An example of a successful project that did this is _Subversion_ they pretty
clearly said that they wanted to Create a CVS equivalent with certain
annoyances corrected. That clear purpose and definition helped them avoid
feature creep.

------
zepolen
I use this technique all the time, a quick throwaway prototype to get
something working and the basics figured out, then sit back think about how it
should be done properly and redo it bearing in mind the possible traps you
missed the first time.

------
leftnode
Yes, I entirely agree with doing this, especially if you get requirements
while you're working. In college, I was working on a site that I received
piecewise requirements, and one requirement would cause me to rewrite one
module that would cause conflicts with others.
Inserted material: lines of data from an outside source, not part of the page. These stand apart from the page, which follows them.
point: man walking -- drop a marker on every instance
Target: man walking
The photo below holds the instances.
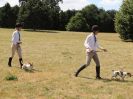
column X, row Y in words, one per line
column 16, row 45
column 91, row 45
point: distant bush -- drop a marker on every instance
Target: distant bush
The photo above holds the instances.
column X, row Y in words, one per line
column 11, row 77
column 77, row 23
column 124, row 20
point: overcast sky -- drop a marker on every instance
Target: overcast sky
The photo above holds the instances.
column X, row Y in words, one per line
column 78, row 4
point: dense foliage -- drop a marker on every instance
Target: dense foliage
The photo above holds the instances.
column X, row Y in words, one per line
column 124, row 20
column 46, row 14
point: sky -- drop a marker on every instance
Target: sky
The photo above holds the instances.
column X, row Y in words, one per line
column 78, row 4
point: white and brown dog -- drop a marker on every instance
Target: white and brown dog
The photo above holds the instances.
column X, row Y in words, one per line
column 121, row 74
column 28, row 66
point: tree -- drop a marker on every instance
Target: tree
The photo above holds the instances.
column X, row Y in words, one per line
column 40, row 14
column 77, row 23
column 124, row 20
column 8, row 16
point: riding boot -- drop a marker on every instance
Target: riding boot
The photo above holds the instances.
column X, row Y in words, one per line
column 80, row 69
column 10, row 62
column 21, row 62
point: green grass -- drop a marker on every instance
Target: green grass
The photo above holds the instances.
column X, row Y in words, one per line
column 56, row 55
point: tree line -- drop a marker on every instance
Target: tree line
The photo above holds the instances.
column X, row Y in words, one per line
column 46, row 14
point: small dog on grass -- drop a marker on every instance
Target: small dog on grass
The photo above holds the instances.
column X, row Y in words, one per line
column 27, row 66
column 121, row 74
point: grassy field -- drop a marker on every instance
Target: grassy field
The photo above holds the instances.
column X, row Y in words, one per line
column 56, row 56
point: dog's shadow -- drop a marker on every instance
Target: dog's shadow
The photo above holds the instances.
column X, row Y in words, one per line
column 107, row 79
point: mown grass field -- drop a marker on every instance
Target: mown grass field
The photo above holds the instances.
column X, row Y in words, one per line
column 56, row 56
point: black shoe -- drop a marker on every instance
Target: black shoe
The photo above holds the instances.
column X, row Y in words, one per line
column 79, row 70
column 9, row 62
column 98, row 72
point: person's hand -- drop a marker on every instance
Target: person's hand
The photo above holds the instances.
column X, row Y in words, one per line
column 20, row 42
column 105, row 50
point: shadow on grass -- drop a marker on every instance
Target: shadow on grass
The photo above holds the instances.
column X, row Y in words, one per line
column 46, row 31
column 107, row 79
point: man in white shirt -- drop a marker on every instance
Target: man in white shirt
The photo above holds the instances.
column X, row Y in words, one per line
column 16, row 41
column 91, row 45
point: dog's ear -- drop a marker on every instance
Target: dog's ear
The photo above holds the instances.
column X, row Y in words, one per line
column 32, row 64
column 129, row 74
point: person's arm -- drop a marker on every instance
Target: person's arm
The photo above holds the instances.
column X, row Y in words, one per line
column 87, row 43
column 101, row 48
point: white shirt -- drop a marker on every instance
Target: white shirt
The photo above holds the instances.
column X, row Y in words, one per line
column 90, row 43
column 15, row 37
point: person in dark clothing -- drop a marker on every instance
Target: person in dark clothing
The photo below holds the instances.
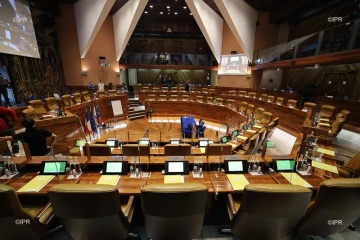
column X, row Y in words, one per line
column 7, row 129
column 187, row 86
column 4, row 90
column 35, row 138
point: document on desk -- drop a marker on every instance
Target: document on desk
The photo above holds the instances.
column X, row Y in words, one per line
column 237, row 181
column 109, row 179
column 325, row 151
column 242, row 138
column 324, row 166
column 37, row 183
column 173, row 179
column 251, row 131
column 295, row 179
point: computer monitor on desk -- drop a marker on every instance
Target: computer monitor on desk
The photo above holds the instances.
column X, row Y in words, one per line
column 284, row 165
column 176, row 168
column 115, row 168
column 53, row 168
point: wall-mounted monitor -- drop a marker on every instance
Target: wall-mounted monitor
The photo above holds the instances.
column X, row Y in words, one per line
column 17, row 34
column 233, row 64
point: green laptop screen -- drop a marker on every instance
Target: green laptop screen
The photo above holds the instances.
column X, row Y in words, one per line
column 114, row 167
column 54, row 167
column 285, row 164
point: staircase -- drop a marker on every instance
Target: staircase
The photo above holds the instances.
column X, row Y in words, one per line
column 135, row 111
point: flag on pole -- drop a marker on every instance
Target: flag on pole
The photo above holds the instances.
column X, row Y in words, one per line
column 85, row 125
column 98, row 115
column 88, row 123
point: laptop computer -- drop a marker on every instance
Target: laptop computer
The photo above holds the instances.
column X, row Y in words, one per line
column 52, row 167
column 236, row 166
column 284, row 165
column 115, row 168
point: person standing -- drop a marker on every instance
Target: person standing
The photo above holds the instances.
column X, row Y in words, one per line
column 101, row 86
column 187, row 86
column 7, row 129
column 4, row 90
column 91, row 87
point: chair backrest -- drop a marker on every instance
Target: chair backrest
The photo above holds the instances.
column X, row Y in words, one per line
column 291, row 103
column 230, row 102
column 242, row 93
column 151, row 96
column 101, row 93
column 162, row 97
column 98, row 150
column 253, row 141
column 77, row 97
column 66, row 100
column 288, row 205
column 219, row 101
column 112, row 92
column 30, row 113
column 266, row 117
column 51, row 103
column 73, row 206
column 327, row 111
column 309, row 106
column 271, row 99
column 250, row 110
column 185, row 97
column 251, row 94
column 259, row 113
column 11, row 212
column 243, row 106
column 280, row 100
column 86, row 95
column 337, row 199
column 136, row 150
column 177, row 150
column 174, row 211
column 37, row 105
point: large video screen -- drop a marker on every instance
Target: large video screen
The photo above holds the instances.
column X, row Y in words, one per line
column 17, row 34
column 236, row 64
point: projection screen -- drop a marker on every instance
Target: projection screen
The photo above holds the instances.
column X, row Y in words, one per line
column 17, row 34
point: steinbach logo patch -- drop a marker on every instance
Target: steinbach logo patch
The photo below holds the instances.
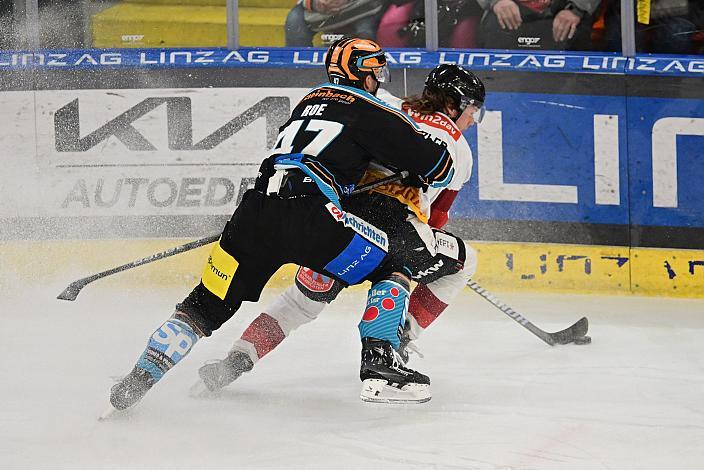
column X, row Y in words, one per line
column 365, row 229
column 314, row 281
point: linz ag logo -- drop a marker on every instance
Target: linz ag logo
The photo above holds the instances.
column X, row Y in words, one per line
column 179, row 125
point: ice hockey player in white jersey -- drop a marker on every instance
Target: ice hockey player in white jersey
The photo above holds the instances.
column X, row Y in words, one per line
column 440, row 262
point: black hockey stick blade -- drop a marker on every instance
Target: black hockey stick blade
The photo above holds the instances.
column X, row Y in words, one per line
column 568, row 335
column 72, row 291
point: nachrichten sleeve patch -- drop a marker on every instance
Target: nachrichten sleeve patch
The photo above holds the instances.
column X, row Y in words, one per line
column 218, row 271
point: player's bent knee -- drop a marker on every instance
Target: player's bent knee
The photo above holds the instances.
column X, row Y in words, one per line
column 206, row 310
column 317, row 287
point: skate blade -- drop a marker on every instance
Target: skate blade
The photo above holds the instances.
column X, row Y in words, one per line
column 378, row 391
column 110, row 412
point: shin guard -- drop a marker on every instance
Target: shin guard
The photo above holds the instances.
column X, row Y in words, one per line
column 170, row 343
column 385, row 313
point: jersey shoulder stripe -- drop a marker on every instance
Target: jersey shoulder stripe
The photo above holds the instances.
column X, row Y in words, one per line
column 369, row 98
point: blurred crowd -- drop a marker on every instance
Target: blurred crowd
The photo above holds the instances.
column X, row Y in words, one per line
column 663, row 26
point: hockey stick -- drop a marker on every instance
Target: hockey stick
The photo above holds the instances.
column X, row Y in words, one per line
column 566, row 336
column 72, row 290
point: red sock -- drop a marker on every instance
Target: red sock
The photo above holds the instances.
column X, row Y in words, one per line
column 264, row 333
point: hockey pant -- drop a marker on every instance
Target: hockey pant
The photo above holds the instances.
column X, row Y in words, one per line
column 303, row 302
column 264, row 233
column 267, row 232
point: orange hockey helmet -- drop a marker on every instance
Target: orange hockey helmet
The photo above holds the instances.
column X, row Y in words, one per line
column 349, row 60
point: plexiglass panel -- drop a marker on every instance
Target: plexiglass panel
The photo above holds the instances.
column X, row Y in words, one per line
column 132, row 23
column 565, row 25
column 307, row 23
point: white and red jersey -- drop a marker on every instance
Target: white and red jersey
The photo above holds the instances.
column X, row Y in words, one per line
column 430, row 206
Once I was satisfied that I had
all of the requirements, I simply rewrote everything almost entirely from
scratch.

So yes, its best to try to write it correctly the first time, but its ok to
rewrite it a second. After that, you should probably look as to what you're
doing wrong.

------
s3b
I think its best to write once to get the tests done right and to make sure
the design works, then rewrite to get the code more readable. That way the
tests will save you if you screw up the rewrite.

------
lallysingh
IMHO there's some code that deserves more than 1 rewrite.

For example the library Powerplant (Metrowerks' mac equivalent to MFC) was
rewritten a dozen times before it was released, as its design patterns needed
a lot of fishing out to get them right.